I don't know how old you are, but I'm 25 and have little doubt that
I'll see it before I retire.

Chess is a hard problem when approached in the simplest way. The
narrowness of the current approach is alarming. The fact that humans
can still compete with the state of the art brute-force stuff tells me
that the game is easier. I expect an algorithm based on an analysis
of the game to be produced before long and just beat everything, with
minimal searching. We can take this off-line if you'd like to discuss
it further.

>Well, there are four books, three of which come with CDs. I have the
>first three (two CDs) and just got a utility to read Mac CDs the other
>day. There are several variants of what's in the books: "EMI", "SARA"
>and "ALICE" at least. I don't know if the full EMI code or all of Cope's
>databases even exist. Given that the output is MIDI, I suspect there are
>better tools if all you're interested in is re-tuning existing music.

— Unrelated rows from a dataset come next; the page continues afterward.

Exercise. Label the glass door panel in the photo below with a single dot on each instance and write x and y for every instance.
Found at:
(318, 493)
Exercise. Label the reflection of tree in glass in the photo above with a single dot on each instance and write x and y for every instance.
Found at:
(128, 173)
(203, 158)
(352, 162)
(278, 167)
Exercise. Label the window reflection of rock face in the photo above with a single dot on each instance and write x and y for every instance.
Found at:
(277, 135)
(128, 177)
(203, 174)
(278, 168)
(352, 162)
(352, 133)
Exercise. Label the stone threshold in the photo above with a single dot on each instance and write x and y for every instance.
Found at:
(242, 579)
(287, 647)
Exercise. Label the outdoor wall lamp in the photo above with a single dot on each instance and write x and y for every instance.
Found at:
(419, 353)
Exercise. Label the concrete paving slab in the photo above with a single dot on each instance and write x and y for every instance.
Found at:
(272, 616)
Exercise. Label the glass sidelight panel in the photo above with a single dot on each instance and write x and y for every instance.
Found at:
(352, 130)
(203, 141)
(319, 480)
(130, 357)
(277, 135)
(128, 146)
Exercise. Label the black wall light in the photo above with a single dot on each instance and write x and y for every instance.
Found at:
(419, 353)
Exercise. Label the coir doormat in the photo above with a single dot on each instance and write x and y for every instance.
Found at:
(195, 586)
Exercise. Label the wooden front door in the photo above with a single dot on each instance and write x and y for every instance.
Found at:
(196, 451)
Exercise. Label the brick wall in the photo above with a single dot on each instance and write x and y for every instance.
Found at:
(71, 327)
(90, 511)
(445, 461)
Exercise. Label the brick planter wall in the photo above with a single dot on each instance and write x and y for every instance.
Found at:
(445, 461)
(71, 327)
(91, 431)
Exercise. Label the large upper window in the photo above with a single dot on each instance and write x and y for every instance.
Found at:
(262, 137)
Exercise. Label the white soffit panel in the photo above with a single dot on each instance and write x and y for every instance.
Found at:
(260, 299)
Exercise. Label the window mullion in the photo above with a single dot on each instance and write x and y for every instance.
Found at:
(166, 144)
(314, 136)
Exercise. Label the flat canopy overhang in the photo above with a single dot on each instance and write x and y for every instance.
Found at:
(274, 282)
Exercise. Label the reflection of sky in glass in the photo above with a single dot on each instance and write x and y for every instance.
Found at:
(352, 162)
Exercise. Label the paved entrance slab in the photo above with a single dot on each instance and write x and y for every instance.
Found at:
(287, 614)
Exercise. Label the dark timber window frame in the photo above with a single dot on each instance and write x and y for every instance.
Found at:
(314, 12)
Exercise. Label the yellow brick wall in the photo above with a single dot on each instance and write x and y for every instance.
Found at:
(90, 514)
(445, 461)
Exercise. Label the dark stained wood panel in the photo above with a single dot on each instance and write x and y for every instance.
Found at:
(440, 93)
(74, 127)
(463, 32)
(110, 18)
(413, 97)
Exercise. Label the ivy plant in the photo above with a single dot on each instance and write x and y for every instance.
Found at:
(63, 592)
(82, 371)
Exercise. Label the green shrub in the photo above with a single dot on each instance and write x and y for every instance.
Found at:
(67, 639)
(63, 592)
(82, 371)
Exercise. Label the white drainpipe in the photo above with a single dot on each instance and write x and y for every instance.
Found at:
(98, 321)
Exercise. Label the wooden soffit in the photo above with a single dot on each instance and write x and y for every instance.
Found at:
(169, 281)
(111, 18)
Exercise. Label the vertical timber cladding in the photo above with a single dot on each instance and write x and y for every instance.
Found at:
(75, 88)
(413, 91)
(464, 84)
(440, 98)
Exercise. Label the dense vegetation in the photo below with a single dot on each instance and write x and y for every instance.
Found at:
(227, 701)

Maybe so, but the problem with just re-tuning music is that different
tunings require different structures. But if EMI creates any kind of
coherent higher-level abstractions of structures like you'd expect it
to, it might be possible to switch the tuning there above the point
where it would break anything... just a thought.

>There's probably millions of lines of MIDI out there and only thousands
>of lines of Cope's LISP-coded music.

That's why I'd rather see the LISP!

Actually, if it's thousands of lines of LISP, that's too much for it to
be much good.

-Carl

🔗Carl Lumma <carl@lumma.org>

5/22/2002 3:09:40 PM

Gene wrote...

>>EMI is just an expert system. Nothing interesting about it, as far as
>>I know. Rather I suspect it is like most expert systems; it took 25
>>years to build and is capable only of a relatively fixed set of behaviors.
>
>You don't anything too elaborate to produce the Hofstadter Effect, since
>similar comments have been made about outout from high order Markov chains.

I think that's a different Hofstadter. Maybe Douglas' father?

Markov chains keep coming up. I should probably learn what they are.